My guest this week has been in situations that I can only imagine — four deployments with the U.S. Army will put you in harm’s way on a regular basis. Fred Johnson is a retired Army colonel who now describes himself as a “professional volunteer,” as he’s trying to find his path after nearly 30 years in the military. He’s written a book about his experience, called Five Wars: A Soldier's Journey to Peace. Johnson says the fifth war was after he came home and tried to reintegrate into civilian life.

I first met Fred when he came to tell a story at The Moth StorySLAM, which I produce here in Louisville. I was struck by his openness and clarity, and his very public search for healing. He told stories about cultural differences in Afghanistan, about the mistake he feels he made in Iraq, and about the moment when he knew he needed help. 

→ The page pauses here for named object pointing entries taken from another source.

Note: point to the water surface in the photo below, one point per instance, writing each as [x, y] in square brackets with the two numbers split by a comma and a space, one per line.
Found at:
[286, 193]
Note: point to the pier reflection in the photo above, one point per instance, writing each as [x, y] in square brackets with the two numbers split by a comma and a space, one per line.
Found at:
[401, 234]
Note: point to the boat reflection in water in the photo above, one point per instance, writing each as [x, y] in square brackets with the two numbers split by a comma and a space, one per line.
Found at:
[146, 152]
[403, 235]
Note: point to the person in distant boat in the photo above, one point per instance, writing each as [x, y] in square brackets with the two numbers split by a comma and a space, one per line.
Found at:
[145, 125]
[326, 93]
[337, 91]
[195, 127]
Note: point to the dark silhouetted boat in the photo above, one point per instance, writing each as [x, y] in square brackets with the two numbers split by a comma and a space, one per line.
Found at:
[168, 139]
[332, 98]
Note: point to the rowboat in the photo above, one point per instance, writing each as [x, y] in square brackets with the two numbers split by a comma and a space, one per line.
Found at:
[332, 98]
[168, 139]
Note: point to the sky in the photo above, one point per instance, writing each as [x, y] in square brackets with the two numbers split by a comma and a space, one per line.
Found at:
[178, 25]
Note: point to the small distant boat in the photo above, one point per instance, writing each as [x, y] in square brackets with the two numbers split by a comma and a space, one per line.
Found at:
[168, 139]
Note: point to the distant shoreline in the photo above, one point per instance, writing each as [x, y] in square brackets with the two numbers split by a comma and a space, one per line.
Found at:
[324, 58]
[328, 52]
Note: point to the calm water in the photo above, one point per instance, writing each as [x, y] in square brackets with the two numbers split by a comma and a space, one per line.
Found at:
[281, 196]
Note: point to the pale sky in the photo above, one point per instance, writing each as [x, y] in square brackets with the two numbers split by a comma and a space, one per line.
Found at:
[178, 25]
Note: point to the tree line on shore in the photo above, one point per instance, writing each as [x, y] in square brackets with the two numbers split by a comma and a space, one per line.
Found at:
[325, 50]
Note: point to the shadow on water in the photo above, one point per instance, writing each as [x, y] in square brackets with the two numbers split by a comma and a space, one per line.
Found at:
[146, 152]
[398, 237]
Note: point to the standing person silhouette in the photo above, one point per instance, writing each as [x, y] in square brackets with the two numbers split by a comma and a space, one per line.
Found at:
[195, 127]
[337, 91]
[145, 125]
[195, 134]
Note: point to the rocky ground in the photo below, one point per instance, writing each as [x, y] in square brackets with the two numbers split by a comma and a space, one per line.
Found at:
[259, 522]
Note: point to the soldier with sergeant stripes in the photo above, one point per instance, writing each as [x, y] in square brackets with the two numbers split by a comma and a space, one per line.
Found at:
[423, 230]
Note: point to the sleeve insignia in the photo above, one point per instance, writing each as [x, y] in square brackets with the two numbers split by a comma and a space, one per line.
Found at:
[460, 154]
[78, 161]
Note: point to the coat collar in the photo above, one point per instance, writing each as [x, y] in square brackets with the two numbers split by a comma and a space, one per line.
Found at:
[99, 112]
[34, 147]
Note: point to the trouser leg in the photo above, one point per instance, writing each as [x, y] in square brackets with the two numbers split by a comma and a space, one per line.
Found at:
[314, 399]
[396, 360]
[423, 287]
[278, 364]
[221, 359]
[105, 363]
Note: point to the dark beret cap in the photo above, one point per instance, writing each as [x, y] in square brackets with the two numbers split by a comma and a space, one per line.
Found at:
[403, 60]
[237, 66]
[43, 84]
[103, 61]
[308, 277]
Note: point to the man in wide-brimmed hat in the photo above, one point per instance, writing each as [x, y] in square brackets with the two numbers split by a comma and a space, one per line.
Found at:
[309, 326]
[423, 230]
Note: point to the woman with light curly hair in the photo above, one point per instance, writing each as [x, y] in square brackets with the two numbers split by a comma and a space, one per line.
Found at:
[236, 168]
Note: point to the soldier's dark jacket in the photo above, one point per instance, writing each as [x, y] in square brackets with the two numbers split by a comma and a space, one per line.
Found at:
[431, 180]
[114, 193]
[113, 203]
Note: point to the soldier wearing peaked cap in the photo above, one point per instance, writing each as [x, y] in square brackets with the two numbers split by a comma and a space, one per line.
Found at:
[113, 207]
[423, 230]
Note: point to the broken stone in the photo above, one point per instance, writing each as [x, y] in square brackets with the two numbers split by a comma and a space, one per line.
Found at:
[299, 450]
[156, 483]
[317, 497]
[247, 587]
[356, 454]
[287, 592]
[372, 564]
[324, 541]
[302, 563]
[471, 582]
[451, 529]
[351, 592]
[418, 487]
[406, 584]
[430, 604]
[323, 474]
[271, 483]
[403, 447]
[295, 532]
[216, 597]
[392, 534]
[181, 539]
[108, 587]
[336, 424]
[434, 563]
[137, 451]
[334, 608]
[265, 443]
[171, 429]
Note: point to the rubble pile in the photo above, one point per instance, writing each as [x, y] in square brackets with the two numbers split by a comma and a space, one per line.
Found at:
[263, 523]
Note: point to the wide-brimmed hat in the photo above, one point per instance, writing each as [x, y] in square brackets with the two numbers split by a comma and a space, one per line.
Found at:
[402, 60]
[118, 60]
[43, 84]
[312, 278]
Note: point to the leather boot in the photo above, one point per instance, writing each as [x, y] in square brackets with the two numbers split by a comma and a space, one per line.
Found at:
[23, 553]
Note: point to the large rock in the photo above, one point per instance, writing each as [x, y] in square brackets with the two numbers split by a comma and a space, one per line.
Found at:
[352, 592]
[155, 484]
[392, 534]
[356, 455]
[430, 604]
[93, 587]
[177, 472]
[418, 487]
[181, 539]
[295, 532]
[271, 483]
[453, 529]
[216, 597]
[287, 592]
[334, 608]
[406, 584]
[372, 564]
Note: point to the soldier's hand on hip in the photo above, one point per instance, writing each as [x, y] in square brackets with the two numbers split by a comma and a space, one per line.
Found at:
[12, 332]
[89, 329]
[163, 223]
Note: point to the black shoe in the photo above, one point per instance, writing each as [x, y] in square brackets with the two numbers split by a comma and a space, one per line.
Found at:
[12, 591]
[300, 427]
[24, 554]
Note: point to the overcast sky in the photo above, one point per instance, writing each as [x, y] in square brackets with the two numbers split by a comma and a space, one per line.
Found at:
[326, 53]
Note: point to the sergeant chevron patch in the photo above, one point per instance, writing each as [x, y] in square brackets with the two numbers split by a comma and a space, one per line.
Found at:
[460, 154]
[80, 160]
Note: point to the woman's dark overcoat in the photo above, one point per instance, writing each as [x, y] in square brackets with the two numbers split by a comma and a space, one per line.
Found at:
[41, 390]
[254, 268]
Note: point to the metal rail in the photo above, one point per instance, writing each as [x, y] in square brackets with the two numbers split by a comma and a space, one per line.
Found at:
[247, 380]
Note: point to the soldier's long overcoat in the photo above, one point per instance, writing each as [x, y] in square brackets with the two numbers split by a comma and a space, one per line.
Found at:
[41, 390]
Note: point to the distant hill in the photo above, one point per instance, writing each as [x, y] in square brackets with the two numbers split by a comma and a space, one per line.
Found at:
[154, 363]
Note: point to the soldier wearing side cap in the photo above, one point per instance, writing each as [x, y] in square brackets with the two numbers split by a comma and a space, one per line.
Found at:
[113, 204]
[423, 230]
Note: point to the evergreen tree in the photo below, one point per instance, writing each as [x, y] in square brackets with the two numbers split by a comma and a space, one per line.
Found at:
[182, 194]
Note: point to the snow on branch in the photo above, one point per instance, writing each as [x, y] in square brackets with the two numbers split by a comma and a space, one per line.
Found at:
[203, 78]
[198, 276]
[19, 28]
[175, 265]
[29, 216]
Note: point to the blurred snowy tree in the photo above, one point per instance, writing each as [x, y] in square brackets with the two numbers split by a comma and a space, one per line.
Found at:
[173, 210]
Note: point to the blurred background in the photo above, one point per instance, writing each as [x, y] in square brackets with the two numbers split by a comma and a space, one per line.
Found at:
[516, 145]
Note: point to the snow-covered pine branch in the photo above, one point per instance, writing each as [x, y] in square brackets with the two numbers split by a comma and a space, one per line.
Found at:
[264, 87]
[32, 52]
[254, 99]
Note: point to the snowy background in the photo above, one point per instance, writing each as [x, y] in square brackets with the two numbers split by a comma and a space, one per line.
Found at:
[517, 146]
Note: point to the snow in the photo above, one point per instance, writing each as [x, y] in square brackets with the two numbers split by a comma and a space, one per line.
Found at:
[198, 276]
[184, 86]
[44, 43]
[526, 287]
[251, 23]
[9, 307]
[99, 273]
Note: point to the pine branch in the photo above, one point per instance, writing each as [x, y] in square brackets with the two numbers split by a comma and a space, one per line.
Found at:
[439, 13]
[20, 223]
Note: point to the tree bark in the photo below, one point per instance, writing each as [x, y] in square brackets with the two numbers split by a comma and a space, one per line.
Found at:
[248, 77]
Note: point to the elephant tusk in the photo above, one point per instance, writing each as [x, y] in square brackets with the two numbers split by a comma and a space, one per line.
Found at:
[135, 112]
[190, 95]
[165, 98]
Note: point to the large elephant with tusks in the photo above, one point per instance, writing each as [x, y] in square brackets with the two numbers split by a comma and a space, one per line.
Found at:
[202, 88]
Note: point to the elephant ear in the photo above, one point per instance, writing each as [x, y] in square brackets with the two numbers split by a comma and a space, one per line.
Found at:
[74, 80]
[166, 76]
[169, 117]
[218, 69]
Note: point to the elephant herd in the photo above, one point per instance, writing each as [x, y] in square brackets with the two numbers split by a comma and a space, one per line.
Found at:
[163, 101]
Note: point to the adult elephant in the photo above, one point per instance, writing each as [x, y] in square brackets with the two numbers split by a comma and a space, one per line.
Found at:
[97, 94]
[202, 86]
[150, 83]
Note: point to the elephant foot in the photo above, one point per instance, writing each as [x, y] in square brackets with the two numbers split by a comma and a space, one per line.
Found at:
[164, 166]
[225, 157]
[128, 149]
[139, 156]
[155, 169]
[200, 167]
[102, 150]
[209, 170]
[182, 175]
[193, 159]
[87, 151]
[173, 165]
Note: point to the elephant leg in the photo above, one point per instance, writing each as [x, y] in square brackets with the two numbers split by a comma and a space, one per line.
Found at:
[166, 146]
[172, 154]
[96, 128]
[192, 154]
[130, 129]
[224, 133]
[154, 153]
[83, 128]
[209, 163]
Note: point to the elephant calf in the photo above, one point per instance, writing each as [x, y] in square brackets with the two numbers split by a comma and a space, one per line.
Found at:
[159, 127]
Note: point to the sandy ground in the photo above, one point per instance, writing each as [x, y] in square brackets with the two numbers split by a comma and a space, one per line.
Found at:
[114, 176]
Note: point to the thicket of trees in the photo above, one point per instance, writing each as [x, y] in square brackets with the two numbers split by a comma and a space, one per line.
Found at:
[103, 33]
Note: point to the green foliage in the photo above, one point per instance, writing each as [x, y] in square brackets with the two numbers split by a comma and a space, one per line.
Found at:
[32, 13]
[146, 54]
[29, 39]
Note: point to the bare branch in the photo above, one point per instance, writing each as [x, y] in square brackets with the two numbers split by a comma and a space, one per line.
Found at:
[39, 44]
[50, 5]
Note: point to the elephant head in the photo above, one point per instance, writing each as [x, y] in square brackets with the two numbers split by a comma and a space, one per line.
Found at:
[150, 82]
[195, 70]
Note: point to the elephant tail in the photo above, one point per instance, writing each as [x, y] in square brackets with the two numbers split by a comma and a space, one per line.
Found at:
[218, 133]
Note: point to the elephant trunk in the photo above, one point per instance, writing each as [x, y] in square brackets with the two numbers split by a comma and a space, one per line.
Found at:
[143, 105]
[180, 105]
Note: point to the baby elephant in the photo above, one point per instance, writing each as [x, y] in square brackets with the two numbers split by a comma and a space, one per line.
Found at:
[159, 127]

On the burden that military families bear:

"Everybody says 'thank you for your service' to the soldier. Who they should be thanking is the families. My wife knew what she was getting into when she married me — well, maybe not everything — but my daughter didn't. She was born into this world, had no idea her dad was an airborne ranger, infantryman, went to war a lot. It's the families that really should be thanked, because they're the ones that sacrifice. We're just doing our jobs."

On what the Army meant to him:

"I was in the Army for nearly 30 years, and I cannot in any way separate being a soldier from my core being. Because what the Army did, more than anything, it gave me a sense of purpose. People say, 'Why do you join the Army, why do people stay in the Army?' and there's a couple of things. Camaraderie, obviously, because you've always got your closest buddies, guys and gals that are next to you and sharing hardship. But what the Army represents is doing something bigger than oneself."

On the first time he came to The Moth to tell a story:

"I was just afraid that nobody would care about what I was saying. And I'll be honest — I was afraid that I'd go up there as a soldier and people would not like me because they misunderstood me. It's awful, it's stupid, it's the most irrational thing, but I was just coming out of the military, I did not know anything about the civilian world, and my fear was that they were going to think I was this Neanderthal."